Matching documents with empty symbol in the end using regexp

111343 · October 18, 2021, 7:54pm

Hi I have an Elasticsearch document that can have various forms of the string "creative=".
Logs that have good format look like "creative=xxx", and logs that have bad format look like "creative=".
Example of bad log:

https://s2s.adjust.com/bigclient?s2s=1&idfa=123456789&rt=1&campaign=crto_nb_ios&criteo_click_id=1&os_name=ios&cost_amount=x&cost_type=CPC&cost_currency=TRY&creative=

Example of good log:

https://s2s.adjust.com/bigclient?s2s=1&idfa=123456789&rt=1&campaign=crto_nb_ios&criteo_click_id=1&os_name=ios&cost_amount=x&cost_type=CPC&cost_currency=TRY&creative=xyz

So I'd like to find all documents with bad format, i.e creative= structure.
I tried /.*creative=$/ and /.*creative=/ but not much of the results, I get empty response. According to the Elastic docs Lucene (Regexp support for matching at the beginning (^) and the end ($)) patterns are always anchored and there is no need for anchoring with "^" and "$".

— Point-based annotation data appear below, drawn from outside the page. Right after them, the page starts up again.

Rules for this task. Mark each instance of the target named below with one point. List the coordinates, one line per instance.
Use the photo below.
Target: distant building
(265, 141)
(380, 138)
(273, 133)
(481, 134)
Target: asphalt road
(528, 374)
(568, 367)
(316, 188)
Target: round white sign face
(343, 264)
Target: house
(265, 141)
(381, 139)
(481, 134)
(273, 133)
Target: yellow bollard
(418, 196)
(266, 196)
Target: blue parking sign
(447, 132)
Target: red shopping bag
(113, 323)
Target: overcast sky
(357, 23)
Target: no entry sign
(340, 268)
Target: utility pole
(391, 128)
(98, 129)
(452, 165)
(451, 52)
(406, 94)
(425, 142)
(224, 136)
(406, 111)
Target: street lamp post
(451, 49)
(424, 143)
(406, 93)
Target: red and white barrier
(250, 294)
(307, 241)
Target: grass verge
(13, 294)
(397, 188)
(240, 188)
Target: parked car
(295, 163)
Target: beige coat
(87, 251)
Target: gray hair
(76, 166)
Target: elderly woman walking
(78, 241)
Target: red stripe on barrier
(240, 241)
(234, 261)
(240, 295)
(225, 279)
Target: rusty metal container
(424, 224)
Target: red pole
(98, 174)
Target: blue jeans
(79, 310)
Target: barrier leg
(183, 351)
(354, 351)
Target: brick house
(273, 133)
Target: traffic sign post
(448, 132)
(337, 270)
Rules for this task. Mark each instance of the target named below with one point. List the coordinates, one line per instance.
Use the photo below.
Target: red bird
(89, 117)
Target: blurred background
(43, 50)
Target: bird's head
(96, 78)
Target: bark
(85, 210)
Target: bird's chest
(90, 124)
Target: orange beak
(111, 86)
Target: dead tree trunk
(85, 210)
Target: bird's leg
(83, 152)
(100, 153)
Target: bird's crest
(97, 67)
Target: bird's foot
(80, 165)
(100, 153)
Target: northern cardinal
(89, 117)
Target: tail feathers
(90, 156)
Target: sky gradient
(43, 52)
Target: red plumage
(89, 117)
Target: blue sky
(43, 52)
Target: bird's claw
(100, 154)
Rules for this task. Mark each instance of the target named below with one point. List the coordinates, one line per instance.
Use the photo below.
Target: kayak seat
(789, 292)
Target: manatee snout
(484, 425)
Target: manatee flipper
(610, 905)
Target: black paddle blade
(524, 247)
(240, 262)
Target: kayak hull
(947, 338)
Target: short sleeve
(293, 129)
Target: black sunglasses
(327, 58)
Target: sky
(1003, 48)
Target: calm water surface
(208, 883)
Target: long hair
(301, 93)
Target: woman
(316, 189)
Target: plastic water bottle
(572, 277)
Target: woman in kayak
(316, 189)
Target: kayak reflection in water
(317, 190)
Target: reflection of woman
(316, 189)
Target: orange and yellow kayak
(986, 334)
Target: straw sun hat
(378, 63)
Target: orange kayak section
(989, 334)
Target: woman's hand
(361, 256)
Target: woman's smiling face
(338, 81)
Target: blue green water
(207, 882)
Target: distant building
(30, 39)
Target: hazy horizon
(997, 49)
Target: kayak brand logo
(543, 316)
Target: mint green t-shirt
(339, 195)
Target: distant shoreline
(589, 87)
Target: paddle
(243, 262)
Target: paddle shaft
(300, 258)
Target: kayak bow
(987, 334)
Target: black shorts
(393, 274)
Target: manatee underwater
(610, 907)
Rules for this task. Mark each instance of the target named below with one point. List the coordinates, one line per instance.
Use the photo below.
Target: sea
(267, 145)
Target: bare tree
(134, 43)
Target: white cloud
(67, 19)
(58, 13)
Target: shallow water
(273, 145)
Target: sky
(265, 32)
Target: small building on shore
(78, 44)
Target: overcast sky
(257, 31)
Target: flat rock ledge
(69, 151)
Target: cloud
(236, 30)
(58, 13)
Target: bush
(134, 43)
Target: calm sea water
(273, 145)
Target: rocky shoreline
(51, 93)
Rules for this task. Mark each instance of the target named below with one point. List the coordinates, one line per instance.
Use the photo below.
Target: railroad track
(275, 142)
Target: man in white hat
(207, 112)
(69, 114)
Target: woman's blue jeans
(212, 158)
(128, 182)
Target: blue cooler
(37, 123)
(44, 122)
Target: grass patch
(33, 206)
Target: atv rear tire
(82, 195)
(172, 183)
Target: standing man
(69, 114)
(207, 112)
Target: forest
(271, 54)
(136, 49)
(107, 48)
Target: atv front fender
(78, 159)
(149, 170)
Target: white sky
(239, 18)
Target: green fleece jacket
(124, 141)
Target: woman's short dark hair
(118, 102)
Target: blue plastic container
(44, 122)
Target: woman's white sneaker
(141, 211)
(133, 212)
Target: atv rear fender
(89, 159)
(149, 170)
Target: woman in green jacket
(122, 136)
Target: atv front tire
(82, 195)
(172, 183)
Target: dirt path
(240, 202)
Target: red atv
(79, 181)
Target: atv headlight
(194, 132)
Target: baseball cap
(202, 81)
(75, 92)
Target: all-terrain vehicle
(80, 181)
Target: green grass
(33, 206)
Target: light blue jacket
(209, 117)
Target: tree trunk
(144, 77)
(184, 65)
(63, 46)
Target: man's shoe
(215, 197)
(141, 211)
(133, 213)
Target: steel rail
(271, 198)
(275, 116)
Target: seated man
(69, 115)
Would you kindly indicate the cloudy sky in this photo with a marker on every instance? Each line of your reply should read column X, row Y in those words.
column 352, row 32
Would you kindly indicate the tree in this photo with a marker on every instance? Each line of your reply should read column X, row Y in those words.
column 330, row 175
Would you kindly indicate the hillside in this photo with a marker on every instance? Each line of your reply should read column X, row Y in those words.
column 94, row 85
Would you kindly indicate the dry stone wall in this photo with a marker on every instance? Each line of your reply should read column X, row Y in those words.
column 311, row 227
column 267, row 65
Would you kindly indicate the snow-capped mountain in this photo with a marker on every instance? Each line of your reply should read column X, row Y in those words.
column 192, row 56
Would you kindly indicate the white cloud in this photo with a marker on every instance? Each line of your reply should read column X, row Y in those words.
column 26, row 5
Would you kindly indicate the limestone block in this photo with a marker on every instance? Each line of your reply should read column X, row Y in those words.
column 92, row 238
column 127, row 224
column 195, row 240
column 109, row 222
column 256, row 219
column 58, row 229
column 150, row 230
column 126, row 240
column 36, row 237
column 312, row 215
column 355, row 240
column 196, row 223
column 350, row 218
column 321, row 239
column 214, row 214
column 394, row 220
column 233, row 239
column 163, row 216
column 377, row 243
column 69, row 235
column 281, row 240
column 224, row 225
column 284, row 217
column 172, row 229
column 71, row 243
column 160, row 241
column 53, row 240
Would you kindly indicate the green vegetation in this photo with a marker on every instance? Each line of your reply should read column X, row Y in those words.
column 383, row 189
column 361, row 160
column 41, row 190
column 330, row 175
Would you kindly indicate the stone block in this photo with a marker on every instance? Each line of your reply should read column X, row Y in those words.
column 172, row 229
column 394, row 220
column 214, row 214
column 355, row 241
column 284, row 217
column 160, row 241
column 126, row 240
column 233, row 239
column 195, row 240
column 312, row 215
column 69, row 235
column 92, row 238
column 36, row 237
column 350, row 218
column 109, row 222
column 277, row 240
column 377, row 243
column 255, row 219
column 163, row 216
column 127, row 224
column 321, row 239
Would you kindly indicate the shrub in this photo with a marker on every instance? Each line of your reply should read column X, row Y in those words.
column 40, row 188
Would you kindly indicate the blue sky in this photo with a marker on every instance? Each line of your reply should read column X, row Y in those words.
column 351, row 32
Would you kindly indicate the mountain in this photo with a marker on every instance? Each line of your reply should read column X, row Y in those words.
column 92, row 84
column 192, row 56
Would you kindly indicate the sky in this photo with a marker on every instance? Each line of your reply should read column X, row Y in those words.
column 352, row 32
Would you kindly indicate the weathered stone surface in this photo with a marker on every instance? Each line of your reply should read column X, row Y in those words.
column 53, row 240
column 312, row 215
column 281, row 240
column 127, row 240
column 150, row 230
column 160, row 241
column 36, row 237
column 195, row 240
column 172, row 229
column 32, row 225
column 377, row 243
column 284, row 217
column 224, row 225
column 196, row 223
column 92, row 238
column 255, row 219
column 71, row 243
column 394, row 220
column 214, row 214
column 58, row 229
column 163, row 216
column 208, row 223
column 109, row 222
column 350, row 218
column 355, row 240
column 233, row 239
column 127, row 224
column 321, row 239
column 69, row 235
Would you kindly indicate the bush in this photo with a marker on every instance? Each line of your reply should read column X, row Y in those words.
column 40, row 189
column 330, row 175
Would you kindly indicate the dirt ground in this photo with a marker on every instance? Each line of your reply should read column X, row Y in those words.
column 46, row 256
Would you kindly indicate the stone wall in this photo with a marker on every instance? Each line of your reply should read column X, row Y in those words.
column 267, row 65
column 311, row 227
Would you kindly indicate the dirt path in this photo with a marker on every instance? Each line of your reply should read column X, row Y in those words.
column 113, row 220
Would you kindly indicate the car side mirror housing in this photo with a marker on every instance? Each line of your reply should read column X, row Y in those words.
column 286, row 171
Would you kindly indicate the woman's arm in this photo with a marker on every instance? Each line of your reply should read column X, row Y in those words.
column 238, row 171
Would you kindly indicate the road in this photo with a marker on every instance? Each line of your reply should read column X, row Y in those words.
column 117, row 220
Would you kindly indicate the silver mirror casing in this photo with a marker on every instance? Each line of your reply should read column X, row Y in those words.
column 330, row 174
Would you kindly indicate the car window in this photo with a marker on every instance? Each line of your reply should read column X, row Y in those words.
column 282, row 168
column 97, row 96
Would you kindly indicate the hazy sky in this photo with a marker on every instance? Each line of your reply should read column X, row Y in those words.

Any ideas how to search the documents ending with "creative="? (Basically trying to parse ad-server logs and find the records that don't have creative macro filled properly)

Mark_Harwood · October 20, 2021, 1:12pm

You're probably searching the tokenised strings, not the full value.
Unless you've defined something special in the index mapping, the default behaviour is strings like your URL will have been tokenized into words and then indexed - minus the "=" sign.
The other thing that happens by default is that whole strings <=256 characters are also indexed into an un-tokenized field with the same name but the .keyword suffix added.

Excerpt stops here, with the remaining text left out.